Scott Duperron was visiting his family in Montreal over Christmas when his BlackBerry started going off. Before it hit the news — and the world’s attention – the Canadian Red Cross’s CIO already knew about the tsunami in Asia and was on his way back to headquarters in Ottawa.
The amount of attention
the tsunami received was unprecedented, as donations poured in from around the world. In Canada, the non-profit organization already had a system in place to manage this process, called The International Programs System (TIPS). TIPS was rolled out in 2003 to streamline and automate the way the Canadian Red Cross Society processes relief appeals, in Canada or around the world. Whether dealing with a disaster on the scale of the tsunami or providing ongoing humanitarian assistance, the administrative complexities associated with managing the appeals process are enormous.
There is a Red Cross in almost every nation on earth. Each national body has an international department that deals with the international federation in Geneva. When a crisis occurs, national bodies offer what help they can to the international federation. For example, if there are mudslides in Honduras and an entire village is wiped out, the Honduran Red Cross will quickly become overwhelmed, says Duperron. Aid to the country is co-ordinated through Geneva; Canada might offer to provide a portion of the aid, such as housing or transportation. The Canadian Red Cross then makes an appeal to the Canadian International Development Agency, a federal agency that provides assistance to developing countries. CIDA will provide whatever financial assistance it can; the rest of the money is raised by the Canadian Red Cross. This process is called an appeals.
“”You can imagine the logistical nightmare in terms of the workflow and paper involved,”” says Duperron. “”It’s a real area of pain for us, but as a taxpayer it’s a good thing because I also live here and pay taxes — I want the government to make sure that agencies like us are spending the money where they said they’re going to spend the money.””
In 2002, the Canadian Red Cross started looking for a partner to build a business tool that would help automate this process.
“”There’s lots of off-the-shelf document management products you can buy, no question, and that was always my first approach,”” he says. But because of the complexity of the solution, there was no generic product that met all of the organization’s needs.
TIPS was created by Qunara’s Application Development and Systems Integration Team, a division of Manitoba Telecom Services Inc., using Microsoft technology. Qunara was recently acquired by Allstream.

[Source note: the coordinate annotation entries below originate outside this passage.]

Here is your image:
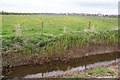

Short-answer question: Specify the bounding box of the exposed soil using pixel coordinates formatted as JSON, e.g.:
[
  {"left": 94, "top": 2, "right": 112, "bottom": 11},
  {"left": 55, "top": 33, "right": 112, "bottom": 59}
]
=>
[
  {"left": 45, "top": 63, "right": 120, "bottom": 80},
  {"left": 3, "top": 42, "right": 119, "bottom": 67}
]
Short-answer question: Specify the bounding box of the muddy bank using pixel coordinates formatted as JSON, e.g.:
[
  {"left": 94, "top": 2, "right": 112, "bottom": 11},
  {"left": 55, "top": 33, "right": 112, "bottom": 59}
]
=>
[
  {"left": 3, "top": 42, "right": 119, "bottom": 67},
  {"left": 3, "top": 52, "right": 120, "bottom": 78}
]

“”The options were open as to whether we were going to solve the problem with an off-the-shelf solution or whether it would need to be custom built,”” says Chris Figueredo, director of enterprise application solutions with Allstream, who worked with Duperron on the development of TIPS. “”The reason it went toward custom built was because the processes they have to go through when dealing with appeals were fairly complex … we didn’t feel an off-the-shelf tool would meet their needs.””
It came up with TIPS, which covers four areas: workflow, collaboration, document management, and tracking and reporting. “”It’s really to make the process more efficient and to expand their capabilities when dealing with a high volume,”” he says, “”which is timely with regards to the recent events in the world.”” It also makes submissions accessible to all team members, including senior management, at every stage of the process.

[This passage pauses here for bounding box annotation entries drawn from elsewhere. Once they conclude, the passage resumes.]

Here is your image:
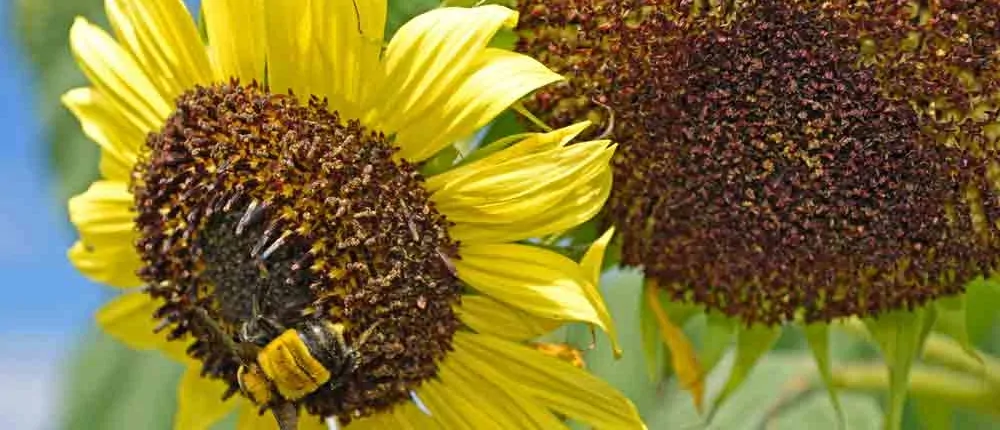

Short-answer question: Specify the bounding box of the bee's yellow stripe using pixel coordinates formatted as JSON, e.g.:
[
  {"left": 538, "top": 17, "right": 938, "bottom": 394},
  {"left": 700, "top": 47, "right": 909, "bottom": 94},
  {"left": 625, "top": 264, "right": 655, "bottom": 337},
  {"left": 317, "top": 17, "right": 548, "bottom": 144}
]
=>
[{"left": 257, "top": 330, "right": 330, "bottom": 400}]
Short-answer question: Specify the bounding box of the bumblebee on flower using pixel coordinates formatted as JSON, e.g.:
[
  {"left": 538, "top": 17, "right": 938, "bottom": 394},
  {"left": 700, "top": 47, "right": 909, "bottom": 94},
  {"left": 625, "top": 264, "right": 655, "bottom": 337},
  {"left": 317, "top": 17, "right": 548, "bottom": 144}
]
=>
[{"left": 63, "top": 0, "right": 642, "bottom": 429}]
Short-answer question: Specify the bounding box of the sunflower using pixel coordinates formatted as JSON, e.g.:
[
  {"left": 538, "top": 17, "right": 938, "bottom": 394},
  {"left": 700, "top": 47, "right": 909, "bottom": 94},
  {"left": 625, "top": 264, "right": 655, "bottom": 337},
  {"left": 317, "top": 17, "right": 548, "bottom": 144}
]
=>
[
  {"left": 63, "top": 0, "right": 642, "bottom": 429},
  {"left": 518, "top": 0, "right": 1000, "bottom": 424}
]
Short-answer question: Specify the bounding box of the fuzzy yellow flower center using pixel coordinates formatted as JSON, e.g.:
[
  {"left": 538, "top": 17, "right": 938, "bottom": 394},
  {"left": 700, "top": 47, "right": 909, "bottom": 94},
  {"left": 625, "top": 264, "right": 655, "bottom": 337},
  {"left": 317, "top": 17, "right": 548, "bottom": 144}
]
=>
[{"left": 133, "top": 82, "right": 461, "bottom": 419}]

Part of this process is ensuring that donations are allocated to the appropriate trust fund. The whole world has responded to the tsunami in Asia, says Duperron, and there’s a lot of money exchanging hands. “”It’s a sacred trust,”” he says. “”It’s elevated to a religion here so everything has to be accounted for.”” This means that if a donor wants to give to a specific region, such as Sri Lanka, the Canadian Red Cross needs to make sure that donation goes into the trust fund for Sri Lanka. “”We create separate trust funds for every type of donation,”” he says. “”That means there’s a lot of governance around this, just like 9/11.””
The Catch 22 of IT
One of its biggest challenges as a non-profit, however, has nothing to do with technology, but rather public perception. “”TIPS is a tool that we use to make us deliver our services much more efficiently and economically and be completely accountable — the more efficient you are, the better you can deliver your services,”” he says, “”but if you have really cool stuff, people say, ‘Look what they’re spending their money on.'””
The project took about 10 months to roll out, starting in mid to late 2002, ending in early to mid 2003. The system was designed with three components in mind: appeals, projects and overseas delegates. At this point in time, only the appeals component has been rolled out. In the future, he adds, whenever it’s appropriate, fthe Red Cross might potentially look at implementing theprojects and overseas delegates components as well, says Figueredo.
While he says Allstream will not pursue relationships with Red Cross organizations in other countries, this is something that might be done in the future, but only in conjunction with the Canadian Red Cross.